Joanna Cherry QC said she has been working closely with some Labour politicians to find a more “palatable” way of wording the proposal.
Scottish Labour MP Paul Sweeney has suggested that he and others are “sympathetic” to the idea, which he described as a “sensible safeguard”.
MPs are preparing to take control of the Commons timetable with a second series of “indicative” votes on Brexit, starting on Monday, in a bid to find a plan which can command a majority in the House.
Ms Cherry has confirmed that she has tabled a fresh version of her motion that calls for Article 50 - the mechanism for leaving the European Union - to be revoked in certain circumstances.
Under the reworked motion, if the UK gets to April 10, the date of a European Council summit, without a deal, an extension to Article 50 will be sought.
If that extension is not granted, the UK Government would then be mandated to put a vote on no deal before the Commons.
Ms Cherry told BBC Scotland: “We’re confident that that will be defeated, and the motion goes on to say that if the vote for no deal is defeated, the Government must revoke Article 50.”
The reworked version also provides for a public inquiry to be set up within three months of revocation to look at Britain’s future relationship with the EU and whether a majority can get behind it.
Ms Cherry said the proposal has been tabled for Monday, although it will be up to the Speaker to decide which motions are selected.
Speaking on the Sunday Politics Scotland programme, she said: “I’ve worked very closely with some Labour MPs who didn’t feel able to support the way it was worded last time to craft it into a form that’s more palatable for them.”
The MP continued: “I don’t know if Labour are going to whip for it yet, but I have been proactively approached by many Labour MPs who didn’t vote for it last time who want to support it this time round.”
Asked whether Labour as a whole could support the plan put forward by Ms Cherry, Mr Sweeney responded: “Well we’re sympathetic to it, but we’ll see what happens next week.
“I think it’s certainly a very sensible safeguard.”
On Labour’s way forward, he told the show: “It’s about building a coalition that is going to come together and actually establish a majority for a way forward in Parliament.

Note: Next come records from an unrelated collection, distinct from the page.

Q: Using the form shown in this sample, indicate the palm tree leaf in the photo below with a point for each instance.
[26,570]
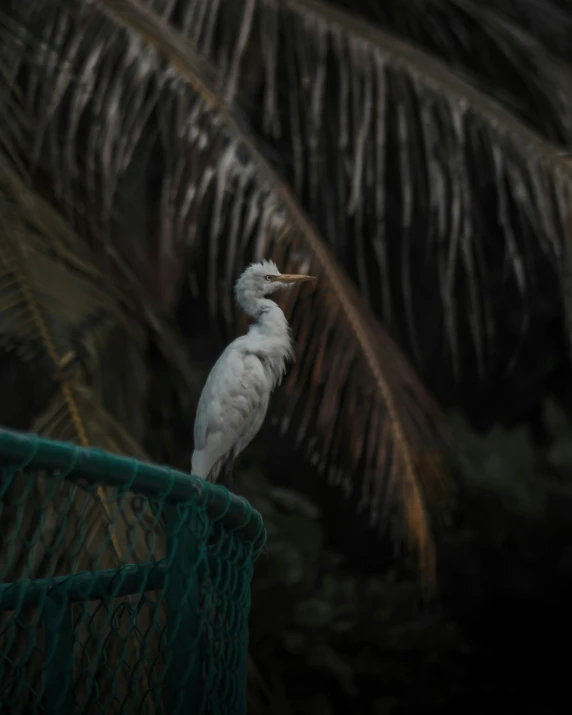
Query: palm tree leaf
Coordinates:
[496,54]
[550,22]
[382,425]
[384,138]
[42,304]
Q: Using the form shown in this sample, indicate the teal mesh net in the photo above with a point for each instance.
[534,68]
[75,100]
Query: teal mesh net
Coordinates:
[124,587]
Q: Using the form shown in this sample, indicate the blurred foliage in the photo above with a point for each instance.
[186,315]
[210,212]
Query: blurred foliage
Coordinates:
[329,640]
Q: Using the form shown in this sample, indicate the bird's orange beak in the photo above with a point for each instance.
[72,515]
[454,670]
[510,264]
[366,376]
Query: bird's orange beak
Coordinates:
[294,278]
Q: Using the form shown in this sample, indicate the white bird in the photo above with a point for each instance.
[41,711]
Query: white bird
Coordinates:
[234,400]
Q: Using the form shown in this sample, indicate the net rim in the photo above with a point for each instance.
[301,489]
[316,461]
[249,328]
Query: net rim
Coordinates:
[28,451]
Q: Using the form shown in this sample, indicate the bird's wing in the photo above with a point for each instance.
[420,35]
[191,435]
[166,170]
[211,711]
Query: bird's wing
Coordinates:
[231,408]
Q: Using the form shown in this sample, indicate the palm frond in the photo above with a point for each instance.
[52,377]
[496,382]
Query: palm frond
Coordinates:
[384,139]
[550,22]
[497,55]
[43,311]
[355,392]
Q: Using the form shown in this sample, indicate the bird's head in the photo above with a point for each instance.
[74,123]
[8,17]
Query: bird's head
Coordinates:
[264,278]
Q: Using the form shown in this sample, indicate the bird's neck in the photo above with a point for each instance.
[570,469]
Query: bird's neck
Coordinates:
[269,334]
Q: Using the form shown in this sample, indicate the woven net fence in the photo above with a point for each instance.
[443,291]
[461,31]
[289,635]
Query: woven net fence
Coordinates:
[124,587]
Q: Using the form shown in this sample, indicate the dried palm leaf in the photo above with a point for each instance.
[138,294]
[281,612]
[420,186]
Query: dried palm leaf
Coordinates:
[352,389]
[501,58]
[550,22]
[53,528]
[382,137]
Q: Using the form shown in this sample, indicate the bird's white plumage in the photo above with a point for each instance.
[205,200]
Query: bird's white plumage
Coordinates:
[234,400]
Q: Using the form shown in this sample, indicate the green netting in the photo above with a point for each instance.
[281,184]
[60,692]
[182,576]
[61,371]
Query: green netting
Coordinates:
[138,607]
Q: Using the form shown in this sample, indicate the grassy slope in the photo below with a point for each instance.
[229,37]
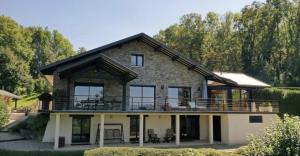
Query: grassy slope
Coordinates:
[119,151]
[30,101]
[40,153]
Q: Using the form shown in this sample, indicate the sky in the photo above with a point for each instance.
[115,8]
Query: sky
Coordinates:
[93,23]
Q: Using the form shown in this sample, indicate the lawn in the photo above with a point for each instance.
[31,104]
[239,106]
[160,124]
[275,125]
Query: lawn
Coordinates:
[40,153]
[119,151]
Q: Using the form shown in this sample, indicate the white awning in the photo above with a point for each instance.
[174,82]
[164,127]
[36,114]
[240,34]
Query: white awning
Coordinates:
[8,94]
[241,79]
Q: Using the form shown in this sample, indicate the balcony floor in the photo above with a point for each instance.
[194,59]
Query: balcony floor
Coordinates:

“We are clear that some of the compromise options around a customs union and Common Market 2.0, as it’s known, is a clear runner. But we also want to make sure that any deal is subject to a confirmatory public vote.”
On the question of whether a reasonably long extension to Article 50 is now “inevitable”, he said: “I think it is inevitable. The prospect of crashing out with no deal is just so unpalatable to anyone, even the Government, in my opinion, that they wouldn’t entertain it.”